I ve found inspiration in all the people, the workers in factories and other workplaces. The great
number of people who together make up the very foundation of production, each one of them with their own history and personal experience. I’ve considered the moments when we, as employees, get the opportunity to meet each other as we are, or want to be. When the hard work stops and we have the time to just be ourselves, or the time to discover one another. Oppositional conceptions as ‘the group’ and ‘the individual’ have been essential in my work process, as have our need for breaks: the moments that interrupt routines and maybe make us cope a little longer.

My work is about things that constitute the personal framework around the daily work tasks. When we think about work, we often tend to remember the special moments and our colleagues more than the job itself.

 

Jakob Robertsson_Furniture with counterparts

Instead of using the conventional material, wood, I wanted to create furniture out of clay. Fairly soon I realized why you never see clay furniture, clay is simply not the ultimate material for making tables and stuff. However, I ended up with three pieces; a couch, a stool and a table, all of them with its own personality. The distinctive features of the pieces were accentuated when I gave them company of smaller, surrounding objects. These objects rhyme with
the various pieces of furniture and give them an environment and a context – furniture with counterparts.

 

Frøydis Lindén_Ideals

What research is done to form a piece of art or a designed object? Is it derived from dreams and ideals or from the real world? In the process of creating I often wander between the real world and everyday life, and the abstract and absurd expressions. In this project I wanted to investigate our ideals through a back-flash into times when right and wrong solutions existed.
How did the architect, who designed the furniture at the factory in the 1950s, work and think? Did he make anatomical investigations to find the ideal surface and form to sit on? Is it possible to make a one chair fits all?

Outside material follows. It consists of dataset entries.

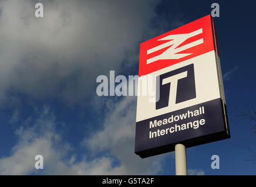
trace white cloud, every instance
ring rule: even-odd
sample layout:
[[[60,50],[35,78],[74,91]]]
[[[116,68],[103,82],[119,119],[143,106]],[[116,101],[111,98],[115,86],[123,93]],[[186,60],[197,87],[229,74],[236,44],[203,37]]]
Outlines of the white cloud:
[[[0,174],[153,175],[160,172],[163,155],[142,159],[134,153],[136,98],[126,97],[107,105],[112,109],[103,119],[103,129],[84,140],[89,151],[80,161],[70,155],[75,150],[56,130],[58,123],[51,109],[45,106],[36,109],[39,116],[33,123],[16,130],[18,141],[11,155],[0,158]],[[43,171],[34,167],[38,154],[43,157]]]
[[[95,94],[97,75],[133,62],[157,2],[46,1],[38,18],[35,1],[1,1],[0,97],[10,89],[69,102]]]
[[[187,174],[188,175],[204,175],[204,171],[202,169],[188,169]]]

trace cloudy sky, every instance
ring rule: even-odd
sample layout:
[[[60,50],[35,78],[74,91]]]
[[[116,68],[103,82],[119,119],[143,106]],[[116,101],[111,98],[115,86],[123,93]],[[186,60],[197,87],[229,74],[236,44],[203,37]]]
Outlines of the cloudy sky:
[[[0,174],[175,174],[173,152],[134,153],[136,98],[100,97],[96,80],[137,75],[140,43],[210,14],[213,2],[231,138],[187,148],[188,171],[256,174],[249,122],[235,117],[256,105],[255,5],[160,0],[0,0]]]

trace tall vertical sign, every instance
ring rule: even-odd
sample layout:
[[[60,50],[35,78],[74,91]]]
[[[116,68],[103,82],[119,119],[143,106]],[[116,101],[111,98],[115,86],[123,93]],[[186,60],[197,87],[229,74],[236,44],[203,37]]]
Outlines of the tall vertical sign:
[[[135,153],[230,137],[214,23],[207,15],[140,44]],[[153,81],[149,82],[152,79]]]

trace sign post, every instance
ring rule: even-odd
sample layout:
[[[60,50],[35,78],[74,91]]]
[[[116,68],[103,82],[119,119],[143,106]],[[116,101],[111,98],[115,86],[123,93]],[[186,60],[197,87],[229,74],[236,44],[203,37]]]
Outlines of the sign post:
[[[175,167],[176,175],[187,175],[186,147],[181,144],[175,146]]]
[[[176,174],[187,175],[186,148],[230,138],[210,15],[140,44],[137,90],[141,158],[175,150]]]

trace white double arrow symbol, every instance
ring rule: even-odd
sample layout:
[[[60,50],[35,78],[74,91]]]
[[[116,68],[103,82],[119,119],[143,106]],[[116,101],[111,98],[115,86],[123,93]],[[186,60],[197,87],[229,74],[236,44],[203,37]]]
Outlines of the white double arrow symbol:
[[[200,29],[198,30],[193,31],[190,33],[186,34],[171,34],[166,37],[164,37],[158,40],[170,40],[171,41],[164,43],[160,46],[155,47],[154,48],[150,49],[147,51],[147,54],[154,53],[162,49],[170,46],[166,51],[160,55],[156,57],[152,57],[151,58],[147,60],[147,64],[151,63],[155,61],[159,60],[166,60],[166,59],[180,59],[184,57],[187,56],[193,53],[184,53],[184,54],[177,54],[178,52],[184,51],[184,50],[188,49],[192,47],[199,45],[204,43],[203,39],[200,39],[199,40],[196,40],[191,43],[188,43],[186,45],[177,47],[182,43],[183,43],[187,39],[199,34],[203,33],[203,29]]]

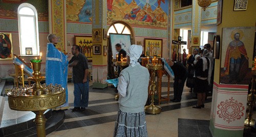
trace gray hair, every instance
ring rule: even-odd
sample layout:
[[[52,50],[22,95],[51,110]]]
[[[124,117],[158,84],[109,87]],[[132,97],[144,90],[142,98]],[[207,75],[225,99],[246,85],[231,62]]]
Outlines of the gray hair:
[[[48,40],[49,42],[52,43],[52,39],[53,38],[57,37],[57,36],[54,34],[50,34],[47,36],[47,39]]]

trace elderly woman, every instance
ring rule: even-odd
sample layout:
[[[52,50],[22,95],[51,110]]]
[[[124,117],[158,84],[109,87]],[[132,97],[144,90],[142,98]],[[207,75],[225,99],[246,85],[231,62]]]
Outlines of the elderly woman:
[[[141,46],[132,45],[127,52],[129,66],[120,73],[117,88],[119,109],[114,136],[147,136],[144,106],[150,73],[137,62],[142,52]]]
[[[210,84],[211,65],[209,56],[210,53],[207,49],[204,49],[202,58],[194,61],[196,70],[196,79],[194,90],[197,93],[197,105],[195,108],[204,107],[204,101],[206,92],[208,91]]]

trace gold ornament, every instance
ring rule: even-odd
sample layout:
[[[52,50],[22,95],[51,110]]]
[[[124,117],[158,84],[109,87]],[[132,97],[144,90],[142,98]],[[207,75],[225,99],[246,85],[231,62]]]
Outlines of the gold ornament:
[[[198,0],[197,3],[205,11],[205,9],[211,3],[211,0]]]

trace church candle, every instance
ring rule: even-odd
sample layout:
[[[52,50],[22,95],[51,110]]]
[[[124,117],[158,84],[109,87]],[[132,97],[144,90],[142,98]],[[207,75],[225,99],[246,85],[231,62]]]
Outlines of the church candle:
[[[22,65],[22,86],[24,88],[24,76],[23,75],[23,65]]]
[[[40,52],[40,57],[39,57],[39,59],[41,59],[42,58],[42,52]]]

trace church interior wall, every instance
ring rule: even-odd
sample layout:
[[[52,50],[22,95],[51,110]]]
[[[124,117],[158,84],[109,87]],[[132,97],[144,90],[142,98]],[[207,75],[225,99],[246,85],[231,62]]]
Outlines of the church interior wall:
[[[46,51],[46,46],[48,42],[47,37],[49,32],[48,7],[48,1],[43,0],[39,1],[39,2],[36,2],[35,1],[28,0],[26,1],[26,2],[32,4],[37,9],[38,16],[39,48],[40,51]],[[82,21],[79,21],[79,20],[78,20],[78,19],[77,18],[79,18],[78,14],[79,12],[77,11],[70,12],[70,10],[73,9],[72,7],[70,7],[69,5],[71,4],[70,2],[71,2],[71,1],[67,1],[67,34],[66,43],[69,41],[70,42],[70,45],[74,44],[74,38],[75,35],[91,36],[92,34],[91,22],[86,22],[86,21],[81,22]],[[79,2],[81,1],[73,1],[73,2]],[[87,1],[90,2],[90,1]],[[126,1],[131,2],[130,2],[131,1]],[[18,6],[21,3],[5,3],[2,1],[0,2],[0,11],[1,11],[0,12],[0,21],[2,22],[1,25],[0,25],[0,32],[11,33],[12,34],[13,53],[17,54],[19,54],[20,53],[17,10]],[[162,3],[161,4],[166,7],[166,5],[168,5],[168,2],[166,2],[165,4]],[[82,7],[86,7],[87,6],[84,5],[82,5],[84,6]],[[74,10],[73,10],[74,11]],[[76,14],[76,15],[75,15]],[[167,14],[165,13],[165,14],[167,15]],[[72,18],[73,18],[73,20],[71,19]],[[74,18],[76,19],[74,20]],[[89,20],[90,20],[90,19],[89,19]],[[114,20],[109,19],[109,21],[114,21]],[[167,21],[165,20],[165,21]],[[131,23],[131,22],[130,21],[129,22]],[[144,24],[144,22],[142,22],[142,21],[138,21],[135,23],[133,23],[132,26],[134,27],[135,41],[141,41],[141,44],[143,46],[144,45],[144,39],[145,38],[161,39],[163,39],[163,51],[168,51],[166,38],[167,37],[167,22],[163,23],[161,23],[160,21],[157,22],[158,24],[161,24],[161,27],[158,28],[157,25],[154,25],[151,27],[151,25],[145,25],[150,24],[149,23]],[[164,27],[163,27],[163,26],[164,26]],[[66,43],[66,44],[67,44],[67,43]],[[66,51],[71,52],[71,47],[67,46]],[[43,52],[45,52],[45,51]],[[163,58],[167,58],[167,52],[163,52],[162,57]],[[32,57],[23,57],[22,58],[24,59],[25,61],[29,63],[29,59]],[[45,63],[45,54],[42,54],[42,59],[44,63],[42,65],[41,71],[44,72],[45,67],[44,64],[44,63]],[[10,78],[11,77],[8,74],[15,73],[14,67],[13,65],[12,60],[1,60],[0,64],[1,65],[0,67],[1,70],[0,77],[1,78]]]
[[[221,38],[221,51],[222,52],[222,44],[223,41],[225,39],[222,38],[222,29],[223,28],[231,28],[231,27],[240,27],[240,26],[255,26],[256,16],[255,13],[256,12],[256,1],[248,1],[247,4],[247,8],[246,10],[245,11],[233,11],[234,1],[223,1],[223,5],[224,7],[222,7],[222,22],[220,24],[217,28],[217,34],[220,35]],[[226,14],[224,14],[225,13]],[[228,13],[228,14],[227,14]],[[239,19],[238,19],[238,17]],[[253,41],[253,40],[252,40]],[[253,46],[253,44],[251,45],[245,45],[247,46]],[[226,50],[226,49],[224,49]],[[249,61],[249,67],[251,66],[252,61],[252,52],[253,50],[247,50],[248,58],[250,61]],[[221,57],[225,58],[225,57]],[[221,60],[216,60],[216,67],[215,72],[215,74],[220,74],[221,68]],[[219,83],[220,75],[219,74],[215,74],[214,75],[215,81]]]

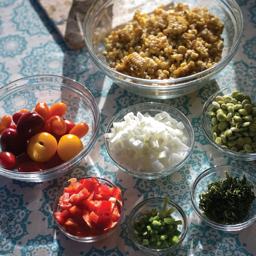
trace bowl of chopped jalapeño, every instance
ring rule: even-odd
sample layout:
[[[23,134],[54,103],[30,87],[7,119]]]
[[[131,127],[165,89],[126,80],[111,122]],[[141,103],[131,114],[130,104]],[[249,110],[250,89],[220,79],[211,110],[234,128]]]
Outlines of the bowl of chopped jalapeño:
[[[238,167],[218,165],[202,172],[191,188],[197,214],[221,230],[241,230],[256,220],[256,180]]]
[[[186,215],[167,197],[138,203],[130,213],[127,223],[133,243],[151,255],[172,251],[180,246],[187,232]]]

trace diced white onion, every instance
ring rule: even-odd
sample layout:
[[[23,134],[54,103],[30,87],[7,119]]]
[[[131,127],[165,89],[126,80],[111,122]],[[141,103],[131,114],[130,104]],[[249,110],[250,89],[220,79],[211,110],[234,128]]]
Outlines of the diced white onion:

Drawings made by the architect were left behind at the furniture factory. They showed detailed plans of a new kitchen, standardised to fit into any home at the time. Functional and hygienic solutions, preferably scientifically proved, should ease the work and daily chores in the female domain, the kitchen.

During the winter of 2006, IKEA launched a campaign “Dream kitchen for all!” - kitchens which invite to playfulness and functions accustomed to your needs. Yes, flexible solutions to fit your identity. Who decides your ideals today?